La Senatrice Castellati, con il disegno di legge n. 154, propose appunto di garantire parità di trattamento tra coniuge separato e coniuge divorziato, collocando il sorgere del diritto all’indennità di fine rapporto al momento della sentenza di separazione personale o, in alternativa, al momento della sentenza di divorzio se non preceduto da separazione.
Attualmente, sulla base dell’articolo 12- bis della legge 1º dicembre 1970, n. 898, – e successive modificazioni, il coniuge nei cui confronti sia stata pronunciata una sentenza di scioglimento o cessazione degli effetti civili del matrimonio ha diritto, se non passato a nuove nozze e in quanto titolare di assegno ai sensi dell’articolo 5 della medesima legge, ad una percentuale dell’indennità di fine rapporto percepita dall’altro coniuge all’atto della cessazione del rapporto di lavoro, anche se l’indennità viene a maturare dopo la sentenza.
Tale percentuale è pari al 40 per cento dell’indennita totale riferibile agli anni in cui il rapporto di lavoro e coinciso con il matrimonio.


E' evidente, dunque, la discriminazione che avviene ogni volta che il TFR venga percepito dall’altro coniuge nell’arco di tempo che intercorre tra il passaggio in giudicato della sentenza di separazione (che lo veda appunto titolare di un assegno di mantenimento) e quello della sentenza di divorzio.
Per far fronte a questa discriminazione e alla mancata attuazione dei disegni di legge presentati, si va sempre più consolidando l'orientamento secondo il quale il coniuge, seppur non beneficiario della quota pari al 40% del TFR, ha comunque diritto a un adeguamento dell'assegno in virtù delle variazioni reddituali sopraggiunte.

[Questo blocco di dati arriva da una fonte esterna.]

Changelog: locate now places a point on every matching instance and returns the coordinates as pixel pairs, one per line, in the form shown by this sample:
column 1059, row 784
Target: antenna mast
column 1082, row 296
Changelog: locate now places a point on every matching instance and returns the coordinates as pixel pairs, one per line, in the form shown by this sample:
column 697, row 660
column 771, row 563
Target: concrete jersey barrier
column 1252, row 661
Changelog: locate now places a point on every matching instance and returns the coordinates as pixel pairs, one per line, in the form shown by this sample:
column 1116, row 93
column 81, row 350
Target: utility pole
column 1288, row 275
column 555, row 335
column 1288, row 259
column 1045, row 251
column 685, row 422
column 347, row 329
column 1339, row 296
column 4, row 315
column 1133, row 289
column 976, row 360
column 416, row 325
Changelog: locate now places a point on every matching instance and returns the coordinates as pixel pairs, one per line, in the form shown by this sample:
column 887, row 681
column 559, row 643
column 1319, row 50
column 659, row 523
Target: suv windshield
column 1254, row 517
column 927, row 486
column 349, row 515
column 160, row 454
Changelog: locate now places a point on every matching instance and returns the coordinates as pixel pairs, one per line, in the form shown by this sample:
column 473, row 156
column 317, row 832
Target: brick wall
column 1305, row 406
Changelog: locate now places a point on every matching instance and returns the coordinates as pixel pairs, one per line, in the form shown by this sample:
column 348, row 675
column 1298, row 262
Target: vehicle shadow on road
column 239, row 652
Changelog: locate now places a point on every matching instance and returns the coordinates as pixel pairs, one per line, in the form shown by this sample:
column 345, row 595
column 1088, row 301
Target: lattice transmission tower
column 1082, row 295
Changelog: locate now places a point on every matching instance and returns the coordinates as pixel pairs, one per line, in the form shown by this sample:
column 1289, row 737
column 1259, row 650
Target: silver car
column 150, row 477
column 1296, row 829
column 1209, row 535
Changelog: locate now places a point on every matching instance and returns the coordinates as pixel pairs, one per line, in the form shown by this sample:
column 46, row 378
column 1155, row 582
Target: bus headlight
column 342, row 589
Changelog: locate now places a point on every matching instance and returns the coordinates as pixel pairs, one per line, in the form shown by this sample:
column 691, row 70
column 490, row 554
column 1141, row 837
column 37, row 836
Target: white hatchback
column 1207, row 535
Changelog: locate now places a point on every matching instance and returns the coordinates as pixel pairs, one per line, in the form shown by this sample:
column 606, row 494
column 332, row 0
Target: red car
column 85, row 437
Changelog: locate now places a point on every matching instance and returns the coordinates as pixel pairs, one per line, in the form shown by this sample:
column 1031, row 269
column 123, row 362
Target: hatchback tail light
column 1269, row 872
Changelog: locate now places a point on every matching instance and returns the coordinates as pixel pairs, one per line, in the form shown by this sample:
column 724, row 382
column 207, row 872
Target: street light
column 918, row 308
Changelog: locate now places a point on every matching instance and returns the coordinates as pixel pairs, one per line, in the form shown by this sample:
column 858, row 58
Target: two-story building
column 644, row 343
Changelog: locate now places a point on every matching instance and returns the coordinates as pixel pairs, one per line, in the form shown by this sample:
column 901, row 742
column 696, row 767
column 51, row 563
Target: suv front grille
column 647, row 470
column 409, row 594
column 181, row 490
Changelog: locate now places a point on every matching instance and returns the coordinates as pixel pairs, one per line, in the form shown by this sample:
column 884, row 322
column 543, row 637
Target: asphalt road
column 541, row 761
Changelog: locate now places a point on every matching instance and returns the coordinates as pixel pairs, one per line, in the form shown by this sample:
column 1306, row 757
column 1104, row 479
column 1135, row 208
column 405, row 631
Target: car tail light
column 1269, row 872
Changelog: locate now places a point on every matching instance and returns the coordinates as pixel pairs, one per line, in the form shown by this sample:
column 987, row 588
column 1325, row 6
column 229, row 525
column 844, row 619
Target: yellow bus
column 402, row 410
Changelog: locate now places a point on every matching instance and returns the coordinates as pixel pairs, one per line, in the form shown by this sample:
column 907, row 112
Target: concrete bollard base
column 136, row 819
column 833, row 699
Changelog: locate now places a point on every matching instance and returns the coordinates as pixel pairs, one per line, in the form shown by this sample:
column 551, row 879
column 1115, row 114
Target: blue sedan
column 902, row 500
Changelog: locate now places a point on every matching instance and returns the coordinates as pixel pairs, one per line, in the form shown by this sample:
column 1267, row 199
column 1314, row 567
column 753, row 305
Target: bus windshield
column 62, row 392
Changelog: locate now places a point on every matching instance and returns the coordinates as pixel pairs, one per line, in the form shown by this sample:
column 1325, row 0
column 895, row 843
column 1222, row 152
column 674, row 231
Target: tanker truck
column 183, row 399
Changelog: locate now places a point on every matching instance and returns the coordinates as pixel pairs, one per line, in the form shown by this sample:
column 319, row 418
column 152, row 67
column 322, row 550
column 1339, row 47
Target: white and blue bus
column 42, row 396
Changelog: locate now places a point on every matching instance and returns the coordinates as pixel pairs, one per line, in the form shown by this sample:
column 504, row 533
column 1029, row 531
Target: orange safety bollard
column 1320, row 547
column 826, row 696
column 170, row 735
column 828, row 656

La Cassazione, con sentenza n. 1096/2005, ha stabilito appunto che se il TFR viene percepito in pendenza di giudizio di separazione, si apporta un miglioramento della condizione patrimoniale che inevitabilmente andrà a incidere solo sulla situazione economica del coniuge tenuto a corrispondere l'assegno di mantenimento e, di conseguenza, sussisterà una legittimazione a modificare le condizioni di separazione a causa di un incremento reddituale.

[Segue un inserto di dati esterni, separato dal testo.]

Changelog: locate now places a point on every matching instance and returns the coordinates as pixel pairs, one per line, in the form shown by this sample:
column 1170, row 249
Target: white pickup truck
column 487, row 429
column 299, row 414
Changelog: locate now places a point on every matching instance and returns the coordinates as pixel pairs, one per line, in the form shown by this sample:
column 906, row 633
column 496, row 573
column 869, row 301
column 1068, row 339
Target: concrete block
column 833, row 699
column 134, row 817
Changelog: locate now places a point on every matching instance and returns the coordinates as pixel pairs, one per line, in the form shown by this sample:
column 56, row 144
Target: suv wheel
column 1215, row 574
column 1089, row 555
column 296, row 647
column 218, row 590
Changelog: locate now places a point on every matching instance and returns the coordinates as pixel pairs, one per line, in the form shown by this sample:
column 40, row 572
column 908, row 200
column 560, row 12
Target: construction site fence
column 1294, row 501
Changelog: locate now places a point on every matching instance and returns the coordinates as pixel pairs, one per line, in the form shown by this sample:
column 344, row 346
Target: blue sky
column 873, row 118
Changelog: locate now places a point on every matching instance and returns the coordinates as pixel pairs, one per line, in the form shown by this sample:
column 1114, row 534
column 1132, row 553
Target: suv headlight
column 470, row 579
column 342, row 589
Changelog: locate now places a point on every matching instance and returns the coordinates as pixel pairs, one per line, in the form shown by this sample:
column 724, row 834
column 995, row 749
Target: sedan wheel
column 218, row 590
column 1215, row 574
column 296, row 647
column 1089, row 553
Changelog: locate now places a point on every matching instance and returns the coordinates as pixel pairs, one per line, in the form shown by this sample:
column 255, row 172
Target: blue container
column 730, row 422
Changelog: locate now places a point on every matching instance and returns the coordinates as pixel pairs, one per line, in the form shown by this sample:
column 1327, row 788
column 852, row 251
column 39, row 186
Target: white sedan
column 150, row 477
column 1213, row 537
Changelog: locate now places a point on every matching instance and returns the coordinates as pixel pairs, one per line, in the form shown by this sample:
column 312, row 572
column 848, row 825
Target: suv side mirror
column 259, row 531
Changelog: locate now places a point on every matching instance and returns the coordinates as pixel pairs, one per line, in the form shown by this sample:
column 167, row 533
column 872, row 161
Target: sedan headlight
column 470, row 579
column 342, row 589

Come già ribadito dalla Suprema Corte di Cassazione con sentenza n. 5553/2009, "la determinazione dell'assegno può solo incidere sulle condizioni economiche del coniuge obbligato e legittimare una modifica delle condizioni della separazione, ai sensi dell'art. 710 c.p.c. Ciò malgrado, secondo la tesi qui contestata, qualora sopravvenga il divorzio, sorgerebbe un obbligo, per chi ha ricevuto l'indennità, a prescindere dal momento in cui la stessa è maturata, di corrisponderne una quota all'ex coniuge, con la conseguenza, da un lato, che quest'ultimo verrebbe a beneficiare due volte della stessa (prima, con il godimento della stessa e con l'attribuzione di un più elevato assegno di mantenimento, e, poi, con la percezione della quota legalmente fissata) e, dall'altro, si imporrebbe un obbligo di accantonamento in funzione di un evento futuro ed incerto quale la pronuncia di divorzio, in contrasto con gli enunciati principi. Dimostrata la contrarietà della soluzione contrastata ai principi regolatori di altri istituti - senza escludere una sua non manifestamente infondata censura di costituzionalità in riferimento all'art. 3 cost. - si tratta di accertare se, sulla base della dizione letterale della norma, sia possibile fornire una interpretazione che salvi tali principi. Ritiene il Collegio che sia necessario prendere le mosse dalla natura costitutiva, pacificamente ammessa, della sentenza di divorzio, nonché dal principio enunciato dalla legge n. 74 del 1987, secondo cui, malgrado tale natura, il tribunale può disporre, a norma dell'art. 4, comma 10, legge n. 898 del 1970 (nuovo testo), che l'obbligo di corrispondere l'assegno produca effetti fin dal momento della domanda."

Da un'analisi della problematica emerge quindi che, se è pur vero che permane una discriminazione tra coniuge separato e divorziato, allo stesso modo l'ordinamento non esclude affatto la possibilità di tener conto dell'incremento patrimoniale per "nuovi fatti sopraggiunti" con conseguente rideterminazione dell'assegno di mantenimento a favore del coniuge più debole.